In March the FCC released a National Broadband Plan proposing hundreds of new regulations and performance standards for broadband Internet service providers, all purportedly aimed at increasing competition.

Forced Unbundling?
Though the FCC’s plan doesn’t explicitly call for it, the commission has also studied the possibility of demanding ISPs “unbundle” their physical broadband infrastructure, making it available for competitors to access it.

Right now every ISP owns the physical cables that convey its services to users’ homes and offices, and they claim exclusive rights to the broadband infrastructure they’ve built. Unbundling the physical infrastructure would remove the exclusive rights and make the infrastructure an open thoroughfare.   

But the broadband market may be quite adept at creating more competition on its own, says the Telecommunications Industry Association (TIA). A slate of new Internet technology applications are likely to go to develop and bring many new providers into the ISP market in the next five years, TIA argues.

Stifling of Investment a Concern
“The Internet continues to evolve and gain intelligence in a way that the initial developers could never have imagined, particularly with respect to traffic management,” the TIA said in a filing with the FCC in March. “These developments have promoted user interests, openness, and transparency, and given rise to today’s robust Internet ecosystem.”

Robert Atkinson, president of the Information Technology & Innovation Foundation (ITIF), agrees with many of the TIA’s arguments. He is particularly critical of requiring networks to unbundle their services, arguing such a mandate would suppress broadband network investment.

“It means they’re not going to invest as much,” Atkinson said. “Why would you invest in a new wire if you’re going to have to sell it to your competitors?”

Are Two Competitors Enough?
In any case, two competitors might be all the competition the market needs, Atkinson says. Two competitors will compete very fiercely for the customer base, said he says, adding, “they have to in order to recoup the large amounts of capital they had to shell out to build network distribution grids.”

“If they don’t get a customer—say, if someone chooses Verizon instead of them—they lose almost all that money,” said Atkinson. “You can get a fair amount of competition when you have two competitors.”

Wireless Will Add to Competition
And additional competition is on the way, says Ryan Radia, an information policy analyst for the Competitive Enterprise Institute in Washington, DC.

He cites growing numbers of wireless household and office Internet connections as proof more consumers are turning to it as a cheaper alternative to broadband.

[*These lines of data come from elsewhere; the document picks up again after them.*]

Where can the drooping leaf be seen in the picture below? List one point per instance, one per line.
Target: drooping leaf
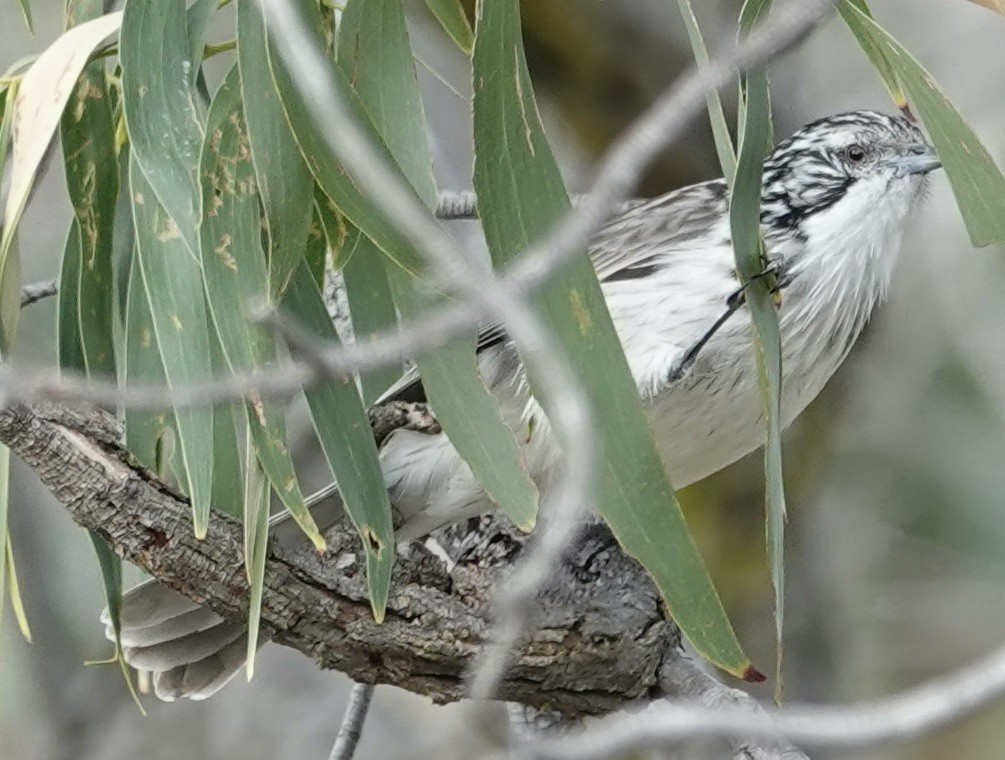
(521, 194)
(92, 181)
(236, 282)
(450, 14)
(464, 407)
(368, 291)
(748, 246)
(198, 19)
(162, 107)
(26, 14)
(38, 106)
(370, 303)
(995, 5)
(112, 580)
(146, 430)
(347, 440)
(4, 537)
(977, 182)
(228, 419)
(284, 183)
(10, 265)
(172, 285)
(255, 493)
(717, 117)
(876, 53)
(13, 587)
(69, 348)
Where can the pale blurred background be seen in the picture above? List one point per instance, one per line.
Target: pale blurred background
(895, 476)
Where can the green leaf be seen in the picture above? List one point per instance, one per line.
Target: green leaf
(123, 238)
(717, 118)
(464, 407)
(236, 282)
(40, 100)
(255, 542)
(4, 537)
(163, 115)
(371, 305)
(346, 438)
(112, 580)
(13, 587)
(284, 183)
(228, 473)
(374, 49)
(521, 194)
(876, 53)
(197, 22)
(368, 291)
(26, 14)
(450, 14)
(172, 283)
(92, 182)
(69, 348)
(977, 182)
(748, 246)
(145, 430)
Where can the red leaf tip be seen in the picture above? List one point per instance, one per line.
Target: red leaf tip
(753, 676)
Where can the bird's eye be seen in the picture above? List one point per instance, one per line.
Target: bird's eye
(855, 154)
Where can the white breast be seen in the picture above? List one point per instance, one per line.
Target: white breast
(713, 415)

“Traditional models of broadband are not going to go away, but they’re going to decline in terms of market share,” Radia said.

New Companies Entering Market
As wireless technology develops, Radia said, we should not be surprised if new companies develop it into new, upstart Internet services that could rival today’s reigning ISPs.

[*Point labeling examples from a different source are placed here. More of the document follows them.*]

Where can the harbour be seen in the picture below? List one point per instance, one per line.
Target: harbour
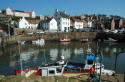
(33, 55)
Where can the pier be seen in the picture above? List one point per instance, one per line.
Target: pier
(48, 37)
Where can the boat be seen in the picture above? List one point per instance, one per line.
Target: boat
(81, 67)
(91, 65)
(84, 40)
(65, 40)
(40, 42)
(55, 69)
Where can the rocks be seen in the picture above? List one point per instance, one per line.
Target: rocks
(79, 78)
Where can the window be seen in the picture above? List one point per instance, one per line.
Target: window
(58, 70)
(90, 62)
(51, 72)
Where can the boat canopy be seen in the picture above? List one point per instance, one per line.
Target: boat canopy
(92, 57)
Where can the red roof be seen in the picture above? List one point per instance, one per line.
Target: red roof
(12, 10)
(28, 12)
(84, 21)
(32, 21)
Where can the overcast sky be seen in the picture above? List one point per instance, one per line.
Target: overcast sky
(72, 7)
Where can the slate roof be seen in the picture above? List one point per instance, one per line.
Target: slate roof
(62, 14)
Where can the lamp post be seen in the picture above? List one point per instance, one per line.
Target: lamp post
(9, 26)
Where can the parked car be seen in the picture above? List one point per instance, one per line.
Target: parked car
(106, 30)
(30, 33)
(114, 31)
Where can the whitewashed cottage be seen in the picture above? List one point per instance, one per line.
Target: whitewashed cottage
(50, 24)
(63, 21)
(23, 23)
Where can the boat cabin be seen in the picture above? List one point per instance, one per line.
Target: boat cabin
(90, 61)
(52, 70)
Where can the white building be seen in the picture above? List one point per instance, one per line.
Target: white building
(50, 24)
(76, 23)
(27, 24)
(19, 13)
(23, 23)
(63, 21)
(90, 24)
(33, 24)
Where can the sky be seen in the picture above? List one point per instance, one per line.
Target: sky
(72, 7)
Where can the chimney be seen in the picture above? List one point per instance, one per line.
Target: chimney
(56, 10)
(64, 11)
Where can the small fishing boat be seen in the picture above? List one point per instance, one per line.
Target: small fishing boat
(81, 67)
(65, 40)
(84, 40)
(55, 69)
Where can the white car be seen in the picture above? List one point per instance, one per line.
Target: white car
(114, 31)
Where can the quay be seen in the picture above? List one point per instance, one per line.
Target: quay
(48, 37)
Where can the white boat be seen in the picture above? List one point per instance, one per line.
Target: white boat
(40, 42)
(44, 70)
(99, 69)
(65, 40)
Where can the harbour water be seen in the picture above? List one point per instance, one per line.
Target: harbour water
(32, 55)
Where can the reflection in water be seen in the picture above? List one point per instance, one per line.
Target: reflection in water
(34, 55)
(53, 54)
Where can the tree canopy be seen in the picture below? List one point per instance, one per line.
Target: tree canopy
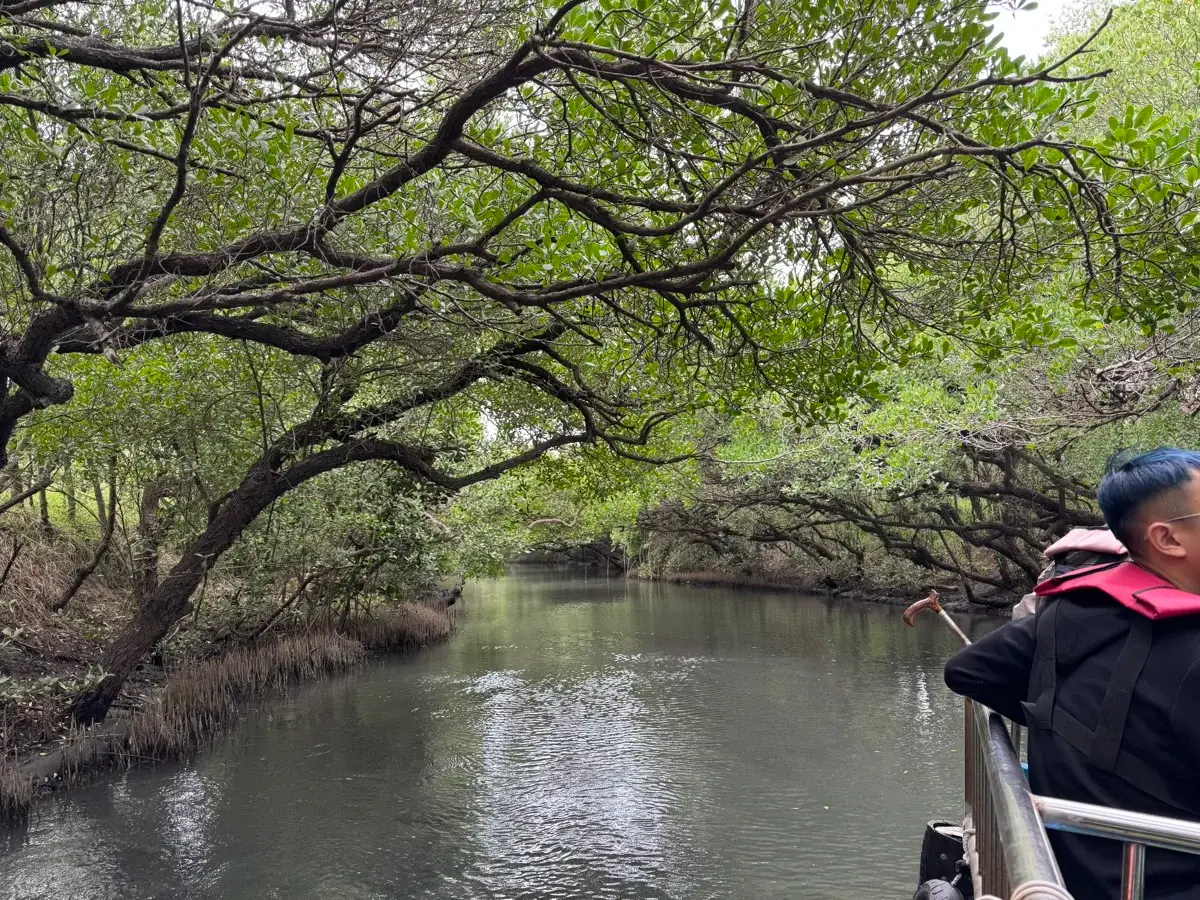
(264, 241)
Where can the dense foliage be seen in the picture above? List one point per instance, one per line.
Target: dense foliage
(972, 456)
(282, 280)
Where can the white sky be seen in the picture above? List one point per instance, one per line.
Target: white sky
(1025, 31)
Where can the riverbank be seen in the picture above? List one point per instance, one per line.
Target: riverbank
(177, 713)
(951, 595)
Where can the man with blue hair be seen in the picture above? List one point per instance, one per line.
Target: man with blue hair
(1107, 676)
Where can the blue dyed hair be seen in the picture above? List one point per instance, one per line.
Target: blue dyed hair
(1132, 481)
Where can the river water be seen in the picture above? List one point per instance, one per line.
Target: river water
(576, 739)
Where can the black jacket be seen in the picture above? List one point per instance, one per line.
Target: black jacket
(1162, 729)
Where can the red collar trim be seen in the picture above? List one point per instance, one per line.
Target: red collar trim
(1131, 586)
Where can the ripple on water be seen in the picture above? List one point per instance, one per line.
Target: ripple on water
(575, 741)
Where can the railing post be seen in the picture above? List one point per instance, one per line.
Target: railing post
(1133, 870)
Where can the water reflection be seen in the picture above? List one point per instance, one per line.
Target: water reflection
(599, 739)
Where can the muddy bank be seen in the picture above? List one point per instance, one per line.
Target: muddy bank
(903, 595)
(186, 708)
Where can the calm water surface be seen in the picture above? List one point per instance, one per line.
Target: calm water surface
(576, 739)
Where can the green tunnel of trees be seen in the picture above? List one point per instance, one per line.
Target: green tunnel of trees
(306, 303)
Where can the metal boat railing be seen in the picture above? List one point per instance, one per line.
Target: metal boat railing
(1007, 846)
(1005, 828)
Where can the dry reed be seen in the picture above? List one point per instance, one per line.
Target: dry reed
(406, 628)
(202, 697)
(16, 795)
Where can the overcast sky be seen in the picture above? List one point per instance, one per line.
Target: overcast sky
(1025, 33)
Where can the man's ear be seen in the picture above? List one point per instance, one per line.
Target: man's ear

“Wireless technology is improving rapidly, and that’s enabling new uses of the airways that weren’t possible before,” he said. “I think it’s really unclear how it’s going to play out, but it’s going to result in more broadband competition.” 

Wireless has already demonstrably cut into traditional cable broadband’s profit margins, Radia said.

Competitive LTE Alternative
Atkinson foresees many new competitors making use of Long Term Evolution (LTE), a mobile wireless Internet protocol that gives users anywhere from 450 to 600 megabit-per-second connections.

Communities in Japan and Europe are deploying LTE now. Atkinson expects it to appear in the United States in the next three or four years. 

“We could go from a situation of two competitors now to as many as six in the next three or four years,” said Atkinson.

Atkinson’s organization annually ranks every national broadband market for its competitiveness. This year’s report finds the United States is still one of the most competitive broadband markets around, currently ranking 6th out of 40. Singapore is number one.

Rick Docksai ([email protected]) writes from Washington, DC.